São situações como as relatadas pelas duas donas de casa que preocupam e comprometem a eficiência do combate à propagação do coronavírus. Cinco horas depois de a reportagem conversar com os moradores, o governo de Pernambuco anunciava ações emergenciais no valor de R$ 12,5 milhões para ampliar o abastecimento de água no Estado e, principalmente, no Grande Recife. A garantia de abastecimento e a certeza de que haverá água nas torneiras são premissas para o enfrentamento da pandemia. Sem elas, a guerra contra o novo vírus será perdida na periferia, que ainda parece estar alheia à gravidade da situação.
CENÁRIO CAÓTICO
O alerta é feito pelo pesquisador do Instituto Aggeu Magalhães (Fiocruz/PE) André Monteiro Costa. “O abastecimento precisa ser ampliado e o rodízio do racionamento reduzido. Isso é urgente. O risco é muito grande. O momento é de, se for o caso, transferir o abastecimento de bairros mais nobres para os mais pobres. A política de rodízio para as comunidades mais vulneráveis tem que acabar. Elas têm que ter água todos os dias. E isso é uma decisão política. Se há problemas na rede, seja pelas perdas ou ausência de conexão, é necessário fazer o fornecimento de água com carros-pipas”, afirmou.

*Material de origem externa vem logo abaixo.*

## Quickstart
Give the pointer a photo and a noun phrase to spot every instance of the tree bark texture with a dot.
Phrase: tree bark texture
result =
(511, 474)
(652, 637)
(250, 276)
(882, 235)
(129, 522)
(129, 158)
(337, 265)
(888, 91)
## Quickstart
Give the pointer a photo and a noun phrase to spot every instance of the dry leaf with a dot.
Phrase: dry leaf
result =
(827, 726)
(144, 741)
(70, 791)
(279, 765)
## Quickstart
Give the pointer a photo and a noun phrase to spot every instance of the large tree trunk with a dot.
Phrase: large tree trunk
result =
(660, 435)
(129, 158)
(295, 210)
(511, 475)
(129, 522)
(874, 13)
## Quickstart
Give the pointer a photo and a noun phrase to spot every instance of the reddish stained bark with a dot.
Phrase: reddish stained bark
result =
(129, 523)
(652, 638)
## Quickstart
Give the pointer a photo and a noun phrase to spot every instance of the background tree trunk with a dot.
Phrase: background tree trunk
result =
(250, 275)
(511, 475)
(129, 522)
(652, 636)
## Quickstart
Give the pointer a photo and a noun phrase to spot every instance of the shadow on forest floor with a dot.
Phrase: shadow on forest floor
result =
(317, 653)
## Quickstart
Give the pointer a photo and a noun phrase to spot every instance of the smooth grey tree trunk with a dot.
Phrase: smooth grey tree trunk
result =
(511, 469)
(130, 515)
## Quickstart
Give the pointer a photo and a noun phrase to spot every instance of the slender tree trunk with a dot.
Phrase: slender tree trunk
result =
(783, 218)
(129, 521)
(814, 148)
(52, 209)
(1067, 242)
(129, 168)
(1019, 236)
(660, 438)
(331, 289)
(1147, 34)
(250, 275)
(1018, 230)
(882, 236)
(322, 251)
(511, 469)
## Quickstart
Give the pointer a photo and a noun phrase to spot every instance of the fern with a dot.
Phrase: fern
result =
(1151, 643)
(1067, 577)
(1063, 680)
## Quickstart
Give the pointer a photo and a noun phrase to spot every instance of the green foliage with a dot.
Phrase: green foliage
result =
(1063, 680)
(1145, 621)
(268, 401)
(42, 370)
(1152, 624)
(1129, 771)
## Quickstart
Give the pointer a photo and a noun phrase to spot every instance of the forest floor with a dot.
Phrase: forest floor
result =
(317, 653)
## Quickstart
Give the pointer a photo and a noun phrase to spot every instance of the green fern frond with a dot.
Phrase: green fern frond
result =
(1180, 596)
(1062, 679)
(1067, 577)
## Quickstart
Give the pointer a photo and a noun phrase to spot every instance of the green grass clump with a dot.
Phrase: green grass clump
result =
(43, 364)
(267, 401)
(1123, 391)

Para reforçar a urgência das ações, o pesquisador adverte que os números relativos ao saneamento básico e abastecimento de água do Recife são muito ruins. “O percentual de abastecimento de água no Recife é de 86%, o que é muito baixo. Ou seja, 14% dos domicílios da cidade não têm canalização de água. O esgotamento sanitário só alcança 42% da cidade e o desperdício de água tratada é assustador: 61% do que é produzido se perde no caminho. De cada 100 litros de água tratada, só 39% chegam nas casas”, adverte. Os dados são do ranking do saneamento básico desenvolvido desde 2007 pelo Instituto Trata Brasil. Nele, a capital pernambucana ocupa o 79º lugar entre as cem cidades com mais de 100 mil habitantes.